News In Brief

A team of military investigators was to leave for Kuwait today to look into a training accident in which a Navy jet fighter dropped a bomb that killed five American observers and a New Zealander and injured seven others. It was not immediately clear whether the F/A-18 Hornet had missed the target at the Udairi bombing range near Kuwait's border with Iraq. Navy officials said they would not confirm a report that the plane had been wrongly directed by a ground controller. The New Zealand government demanded an explanation of the incident.

Almost 1 in 3 Americans is a member of a minority group, the Census Bureau reported, illustrating how a massive immigration surge in the 1990s has created the most diverse population in modern history. The number of Asians jumped to between 10.6 million and 12.8 million, a rise from 7.3 million a decade ago, the bureau said. The Hispanic population grew by about 58 percent to 35.3 million. The number of blacks increased by as much as 21 percent, to 35.4 million. The 2000 census also showed that about 2.4 percent of Americans, almost half under age 18, belonged to more than one race.

The Justice Department has created a task force to investigate all last-minute clemencies granted by ex-President Clinton, officials said. The decision, seen as unprecedented in scope, empowers US Attorney Mary Jo White of New York to broaden her review of three controversial cases to encompass all of Clinton's 177 pardons, especially the commutation of convicted Los Angeles drug dealer Carlos Vignali's 15-year prison sentence. In the Vignali case, local leaders supported his early release, and Clinton brother-in-law Hugh Rodham allegedly was paid $200,000 to help obtain it.

Retail sales fell 0.2 percent in February, the first drop in three months, the Commerce Department reported. The decline was led by furniture and home furnishing stores and restaurants. The news followed Wall Street's worst day this year, with the Nasdaq falling below 2000 for the first time in 27 months and the Dow Jones Industrial Average slipping a further 400 points to 10208. Consumer spending accounts for two-thirds of all economic activity.

The union for Northwest Airlines mechanics rejected an unofficial company offer for a 26 percent initial wage hike and a 112 percent pension increase, a spokesman said. Northwest also increased its retroactive pay proposal from $41 million for the 9,500 mechanics, cleaners, and custodians to $88 million. Union members had been prepared to strike earlier this week, but President Bush imposed measures such as an emergency board that push any strike back to mid-May.

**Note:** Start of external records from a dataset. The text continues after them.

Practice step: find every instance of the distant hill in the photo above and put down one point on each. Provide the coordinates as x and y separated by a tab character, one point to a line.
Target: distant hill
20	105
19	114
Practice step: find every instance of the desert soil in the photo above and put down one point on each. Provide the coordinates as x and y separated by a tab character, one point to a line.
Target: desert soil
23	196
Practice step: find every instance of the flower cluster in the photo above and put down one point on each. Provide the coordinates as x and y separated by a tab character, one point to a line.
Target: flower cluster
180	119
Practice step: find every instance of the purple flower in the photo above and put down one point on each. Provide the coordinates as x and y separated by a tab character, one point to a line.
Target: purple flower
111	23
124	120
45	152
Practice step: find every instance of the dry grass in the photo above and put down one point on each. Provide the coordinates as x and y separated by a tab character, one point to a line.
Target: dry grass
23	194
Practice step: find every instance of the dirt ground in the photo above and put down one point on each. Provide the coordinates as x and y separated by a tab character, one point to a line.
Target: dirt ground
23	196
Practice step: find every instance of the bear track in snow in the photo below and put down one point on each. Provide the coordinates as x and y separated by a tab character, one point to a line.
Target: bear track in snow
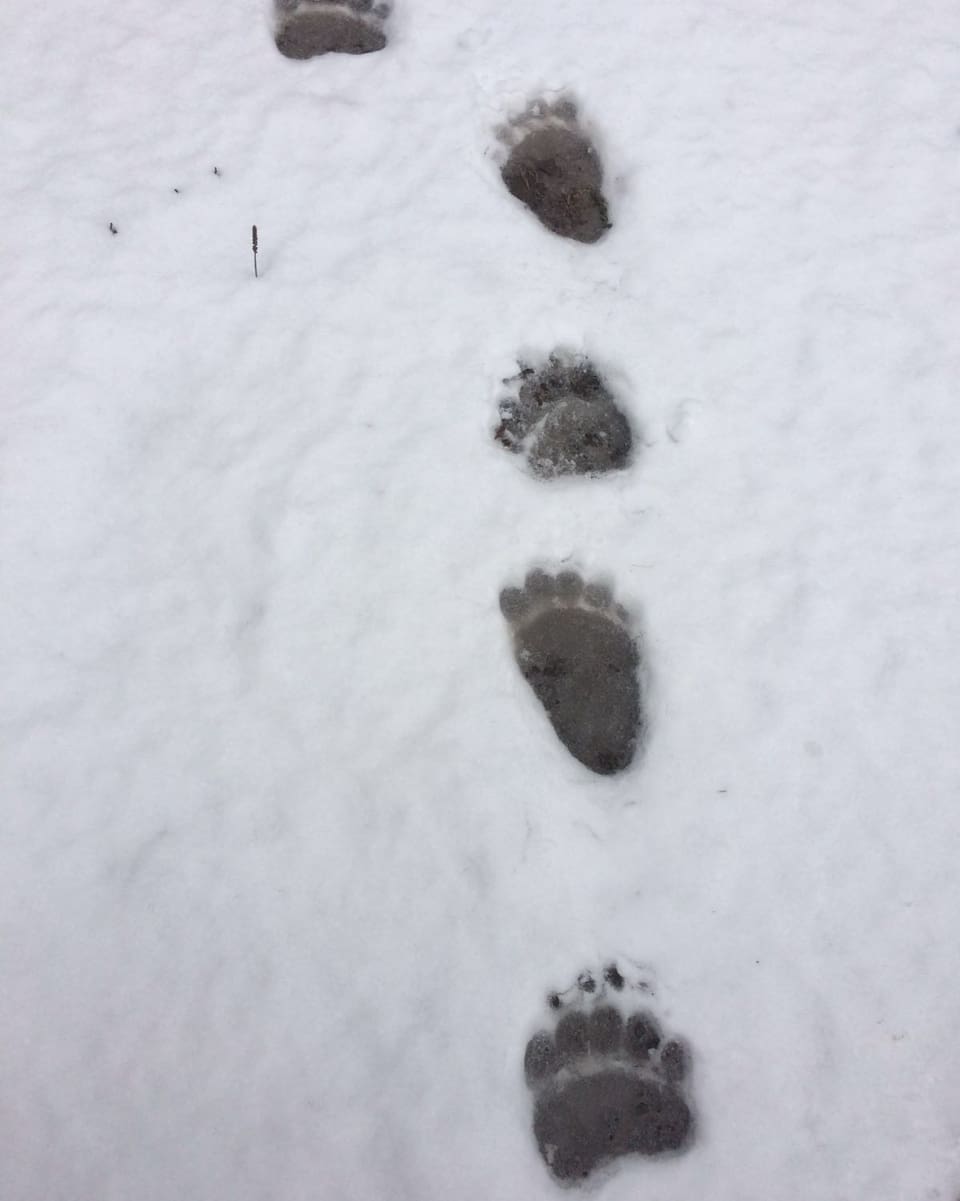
576	650
564	419
553	167
308	28
606	1082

The number of airline passengers in the US is expected to exceed 1 billion a year over the next decade, further stressing a system beleaguered by record flight delays, a new Federal Aviation Administration report said. It predicted the number of domestic and foreign takeoffs and landings by US carriers would rise by 39 percent between now and 2012 - to 36 million. Those planes will be carrying 63 percent more passengers than they do today, with the yearly number reaching 1.2 billion in 2012.